You are viewing a plain text version of this content. The canonical link for it is here.
Posted to common-user@hadoop.apache.org by Taeho Kang <tk...@gmail.com> on 2008/11/03 07:57:10 UTC
Question on opening file info from namenode in DFSClient
Dear Hadoop Users and Developers,
I was wondering if there's a plan to add "file info cache" in DFSClient?
It could eliminate network travelling cost for contacting Namenode and I
think it would greatly improve the DFSClient's performance.

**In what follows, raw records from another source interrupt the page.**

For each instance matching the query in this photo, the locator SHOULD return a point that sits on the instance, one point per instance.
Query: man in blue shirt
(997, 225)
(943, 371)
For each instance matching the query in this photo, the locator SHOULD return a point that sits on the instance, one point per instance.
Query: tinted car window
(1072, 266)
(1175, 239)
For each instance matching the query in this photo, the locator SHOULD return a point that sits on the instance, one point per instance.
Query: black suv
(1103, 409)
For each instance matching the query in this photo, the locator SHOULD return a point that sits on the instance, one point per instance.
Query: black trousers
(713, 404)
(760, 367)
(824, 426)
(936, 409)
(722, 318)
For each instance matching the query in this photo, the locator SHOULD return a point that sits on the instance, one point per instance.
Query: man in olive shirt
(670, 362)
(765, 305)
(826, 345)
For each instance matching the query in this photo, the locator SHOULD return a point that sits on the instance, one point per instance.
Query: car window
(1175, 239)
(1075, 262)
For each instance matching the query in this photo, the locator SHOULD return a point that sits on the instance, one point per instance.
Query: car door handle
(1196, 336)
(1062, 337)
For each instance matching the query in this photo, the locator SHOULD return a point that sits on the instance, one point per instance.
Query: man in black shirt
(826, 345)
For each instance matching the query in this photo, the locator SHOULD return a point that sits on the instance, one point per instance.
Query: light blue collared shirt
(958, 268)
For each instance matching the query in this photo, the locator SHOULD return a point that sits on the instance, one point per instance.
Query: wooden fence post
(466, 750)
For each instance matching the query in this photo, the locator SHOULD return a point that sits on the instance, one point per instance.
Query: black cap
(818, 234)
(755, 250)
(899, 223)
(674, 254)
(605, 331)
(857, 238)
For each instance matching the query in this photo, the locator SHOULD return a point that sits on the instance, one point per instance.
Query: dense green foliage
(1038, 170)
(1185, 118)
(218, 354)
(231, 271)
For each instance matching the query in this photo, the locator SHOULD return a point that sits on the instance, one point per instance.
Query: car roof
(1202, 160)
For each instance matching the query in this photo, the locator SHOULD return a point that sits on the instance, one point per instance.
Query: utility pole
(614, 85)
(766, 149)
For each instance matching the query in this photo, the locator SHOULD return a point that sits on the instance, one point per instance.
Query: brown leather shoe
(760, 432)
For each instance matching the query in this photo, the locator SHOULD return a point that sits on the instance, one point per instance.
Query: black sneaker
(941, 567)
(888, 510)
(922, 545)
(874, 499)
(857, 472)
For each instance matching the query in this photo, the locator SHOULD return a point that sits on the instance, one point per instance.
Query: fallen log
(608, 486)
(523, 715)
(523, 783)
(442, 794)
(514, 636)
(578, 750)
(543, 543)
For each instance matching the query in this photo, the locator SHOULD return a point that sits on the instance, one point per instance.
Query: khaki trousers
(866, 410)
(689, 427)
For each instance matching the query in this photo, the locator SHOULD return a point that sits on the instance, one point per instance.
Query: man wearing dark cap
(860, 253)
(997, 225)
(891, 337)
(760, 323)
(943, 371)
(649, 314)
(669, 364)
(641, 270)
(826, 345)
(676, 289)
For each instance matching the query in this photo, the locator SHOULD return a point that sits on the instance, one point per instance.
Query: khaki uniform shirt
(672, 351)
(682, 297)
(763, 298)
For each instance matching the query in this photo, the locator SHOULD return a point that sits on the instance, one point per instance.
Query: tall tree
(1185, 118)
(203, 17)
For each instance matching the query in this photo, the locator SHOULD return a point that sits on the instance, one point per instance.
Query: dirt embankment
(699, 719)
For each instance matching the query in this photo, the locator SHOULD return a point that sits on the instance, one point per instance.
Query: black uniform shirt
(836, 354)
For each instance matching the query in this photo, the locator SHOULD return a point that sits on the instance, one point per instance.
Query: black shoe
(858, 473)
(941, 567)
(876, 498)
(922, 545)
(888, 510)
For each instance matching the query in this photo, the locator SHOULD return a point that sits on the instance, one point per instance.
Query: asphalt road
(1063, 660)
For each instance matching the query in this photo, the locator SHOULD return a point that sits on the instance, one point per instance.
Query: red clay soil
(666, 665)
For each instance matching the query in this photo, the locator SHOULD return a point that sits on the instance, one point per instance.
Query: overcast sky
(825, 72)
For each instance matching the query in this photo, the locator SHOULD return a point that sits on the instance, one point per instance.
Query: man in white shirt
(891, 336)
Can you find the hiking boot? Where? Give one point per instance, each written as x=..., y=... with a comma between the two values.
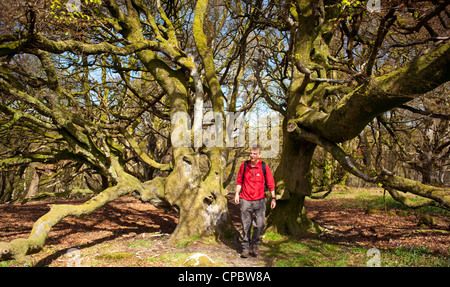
x=245, y=254
x=255, y=251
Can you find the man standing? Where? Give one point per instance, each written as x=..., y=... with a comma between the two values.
x=252, y=198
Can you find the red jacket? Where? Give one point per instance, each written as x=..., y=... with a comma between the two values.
x=253, y=185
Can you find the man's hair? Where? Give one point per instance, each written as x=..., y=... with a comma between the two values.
x=256, y=147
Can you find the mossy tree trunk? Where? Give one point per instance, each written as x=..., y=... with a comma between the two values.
x=292, y=186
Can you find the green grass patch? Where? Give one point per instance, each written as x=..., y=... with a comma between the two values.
x=284, y=251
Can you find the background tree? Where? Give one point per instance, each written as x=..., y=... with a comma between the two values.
x=343, y=68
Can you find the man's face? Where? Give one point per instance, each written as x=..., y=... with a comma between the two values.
x=254, y=155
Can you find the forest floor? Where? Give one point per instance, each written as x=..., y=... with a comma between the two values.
x=127, y=232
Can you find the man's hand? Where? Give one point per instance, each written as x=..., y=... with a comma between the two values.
x=236, y=198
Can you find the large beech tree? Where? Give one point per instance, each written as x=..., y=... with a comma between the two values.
x=324, y=65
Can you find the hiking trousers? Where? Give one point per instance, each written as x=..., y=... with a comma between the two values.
x=248, y=209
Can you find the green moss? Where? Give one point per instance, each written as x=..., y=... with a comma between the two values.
x=115, y=256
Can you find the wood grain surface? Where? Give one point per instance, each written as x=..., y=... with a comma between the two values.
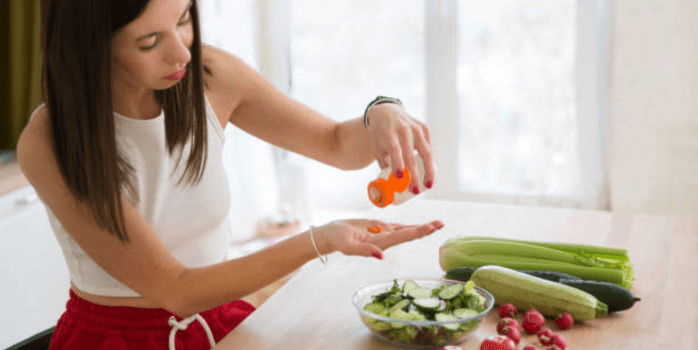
x=314, y=310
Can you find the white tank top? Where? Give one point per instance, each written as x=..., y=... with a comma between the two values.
x=191, y=221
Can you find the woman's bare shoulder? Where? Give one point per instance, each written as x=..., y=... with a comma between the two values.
x=225, y=78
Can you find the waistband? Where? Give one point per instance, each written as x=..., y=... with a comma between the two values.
x=121, y=317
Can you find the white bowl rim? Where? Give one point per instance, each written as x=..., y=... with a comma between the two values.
x=363, y=312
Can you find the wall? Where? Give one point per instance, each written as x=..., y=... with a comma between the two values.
x=653, y=138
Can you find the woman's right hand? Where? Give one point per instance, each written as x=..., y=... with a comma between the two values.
x=352, y=237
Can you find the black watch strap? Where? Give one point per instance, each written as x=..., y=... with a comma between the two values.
x=379, y=100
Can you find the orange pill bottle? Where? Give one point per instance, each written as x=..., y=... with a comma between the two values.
x=389, y=189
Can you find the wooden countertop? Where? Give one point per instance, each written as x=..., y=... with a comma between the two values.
x=314, y=310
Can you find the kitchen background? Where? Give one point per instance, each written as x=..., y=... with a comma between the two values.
x=573, y=104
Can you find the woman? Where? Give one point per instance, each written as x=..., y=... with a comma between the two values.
x=126, y=155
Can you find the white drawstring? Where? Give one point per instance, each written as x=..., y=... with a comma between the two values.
x=182, y=325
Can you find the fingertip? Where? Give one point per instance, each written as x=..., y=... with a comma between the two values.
x=377, y=255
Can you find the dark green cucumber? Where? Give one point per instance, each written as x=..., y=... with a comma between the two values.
x=614, y=296
x=464, y=273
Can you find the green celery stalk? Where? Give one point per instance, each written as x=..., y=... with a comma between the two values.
x=585, y=261
x=614, y=254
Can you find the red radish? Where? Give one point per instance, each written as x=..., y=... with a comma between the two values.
x=507, y=322
x=559, y=340
x=564, y=321
x=498, y=342
x=533, y=320
x=512, y=333
x=507, y=310
x=544, y=336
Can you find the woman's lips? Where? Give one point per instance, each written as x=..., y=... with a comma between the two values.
x=178, y=75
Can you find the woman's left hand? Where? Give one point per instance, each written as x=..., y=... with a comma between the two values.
x=396, y=135
x=358, y=237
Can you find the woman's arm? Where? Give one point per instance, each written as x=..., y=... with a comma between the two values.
x=254, y=105
x=145, y=265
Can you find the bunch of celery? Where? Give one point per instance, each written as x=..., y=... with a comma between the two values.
x=584, y=261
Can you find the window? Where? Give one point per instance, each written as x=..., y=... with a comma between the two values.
x=343, y=54
x=514, y=91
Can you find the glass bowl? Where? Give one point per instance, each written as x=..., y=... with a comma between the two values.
x=423, y=334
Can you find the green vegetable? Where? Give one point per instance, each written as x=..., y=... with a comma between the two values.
x=615, y=297
x=584, y=261
x=527, y=292
x=411, y=302
x=464, y=273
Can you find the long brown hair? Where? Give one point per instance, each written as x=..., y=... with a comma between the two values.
x=76, y=79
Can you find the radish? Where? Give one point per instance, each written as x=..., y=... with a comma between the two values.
x=498, y=342
x=544, y=336
x=507, y=310
x=559, y=341
x=507, y=322
x=533, y=321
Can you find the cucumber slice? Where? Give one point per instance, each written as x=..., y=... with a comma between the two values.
x=448, y=317
x=376, y=308
x=399, y=315
x=451, y=291
x=409, y=285
x=401, y=305
x=420, y=293
x=464, y=312
x=428, y=303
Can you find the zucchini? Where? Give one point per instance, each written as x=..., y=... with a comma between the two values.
x=552, y=276
x=616, y=297
x=526, y=292
x=464, y=273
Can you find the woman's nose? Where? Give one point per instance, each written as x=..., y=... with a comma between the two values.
x=179, y=52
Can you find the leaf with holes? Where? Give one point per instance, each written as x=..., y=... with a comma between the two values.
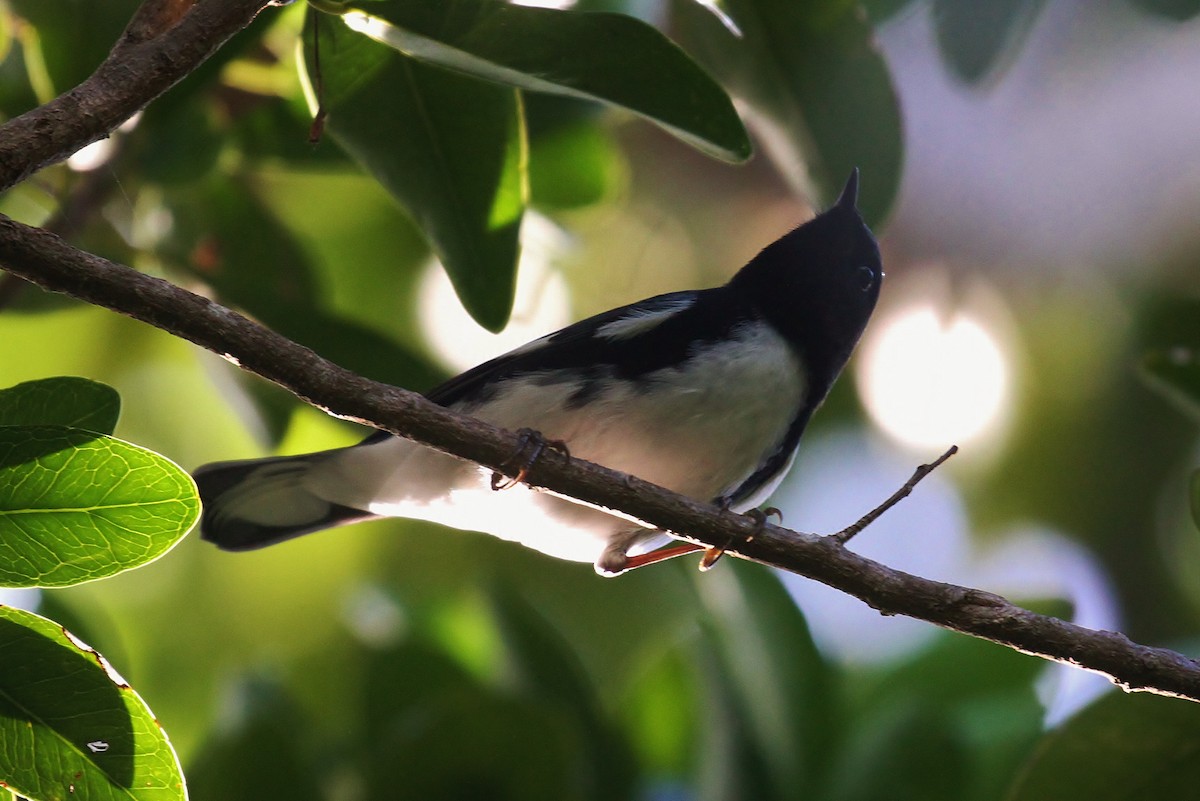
x=76, y=505
x=71, y=727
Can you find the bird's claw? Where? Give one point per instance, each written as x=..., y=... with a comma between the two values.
x=531, y=445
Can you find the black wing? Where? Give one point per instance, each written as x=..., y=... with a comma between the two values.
x=676, y=321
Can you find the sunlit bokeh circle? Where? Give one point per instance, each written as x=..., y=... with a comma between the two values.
x=930, y=378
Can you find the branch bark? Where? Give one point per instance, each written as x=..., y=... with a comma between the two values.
x=141, y=68
x=165, y=42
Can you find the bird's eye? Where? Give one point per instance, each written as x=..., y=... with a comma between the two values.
x=867, y=277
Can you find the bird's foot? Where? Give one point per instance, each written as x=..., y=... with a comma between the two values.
x=531, y=445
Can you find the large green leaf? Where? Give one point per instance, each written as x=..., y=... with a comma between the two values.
x=1120, y=748
x=594, y=55
x=817, y=89
x=976, y=37
x=450, y=149
x=61, y=401
x=76, y=506
x=227, y=238
x=778, y=690
x=545, y=668
x=70, y=727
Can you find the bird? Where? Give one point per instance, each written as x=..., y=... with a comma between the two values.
x=703, y=392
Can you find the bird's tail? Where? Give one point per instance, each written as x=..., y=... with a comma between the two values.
x=257, y=503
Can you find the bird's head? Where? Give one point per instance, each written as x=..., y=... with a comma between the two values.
x=819, y=284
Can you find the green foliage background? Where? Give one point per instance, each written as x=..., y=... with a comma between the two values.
x=396, y=660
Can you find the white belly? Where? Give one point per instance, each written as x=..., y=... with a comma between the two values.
x=699, y=429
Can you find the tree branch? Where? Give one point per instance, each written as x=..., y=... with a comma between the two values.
x=166, y=41
x=154, y=55
x=47, y=260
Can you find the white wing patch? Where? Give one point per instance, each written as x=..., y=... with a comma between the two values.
x=700, y=428
x=639, y=321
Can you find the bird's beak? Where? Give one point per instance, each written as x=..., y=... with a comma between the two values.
x=849, y=198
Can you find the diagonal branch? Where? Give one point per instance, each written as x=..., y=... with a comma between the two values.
x=169, y=38
x=46, y=259
x=166, y=41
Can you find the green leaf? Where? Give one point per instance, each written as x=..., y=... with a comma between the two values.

The code I was looking at was this
-----------------------
DFSClient.java
/**
* Grab the open-file info from namenode
*/
synchronized void openInfo() throws IOException {
/* Maybe, we could add a file info cache here! */
LocatedBlocks newInfo = callGetBlockLocations(src, 0, prefetchSize);
if (newInfo == null) {
throw new IOException("Cannot open filename " + src);
}
if (locatedBlocks != null) {
Iterator<LocatedBlock> oldIter =
locatedBlocks.getLocatedBlocks().iterator();
Iterator<LocatedBlock> newIter =
newInfo.getLocatedBlocks().iterator();
while (oldIter.hasNext() && newIter.hasNext()) {
if (! oldIter.next().getBlock().equals(newIter.next().getBlock()))
{
throw new IOException("Blocklist for " + src + " has changed!");
}
}
}
this.locatedBlocks = newInfo;
this.currentNode = null;
}
-----------------------
Does anybody have an opinion on this matter?
Thank you in advance,
Taeho
Re: Question on opening file info from namenode in DFSClient
Posted by Mridul Muralidharan <mr...@yahoo-inc.com>.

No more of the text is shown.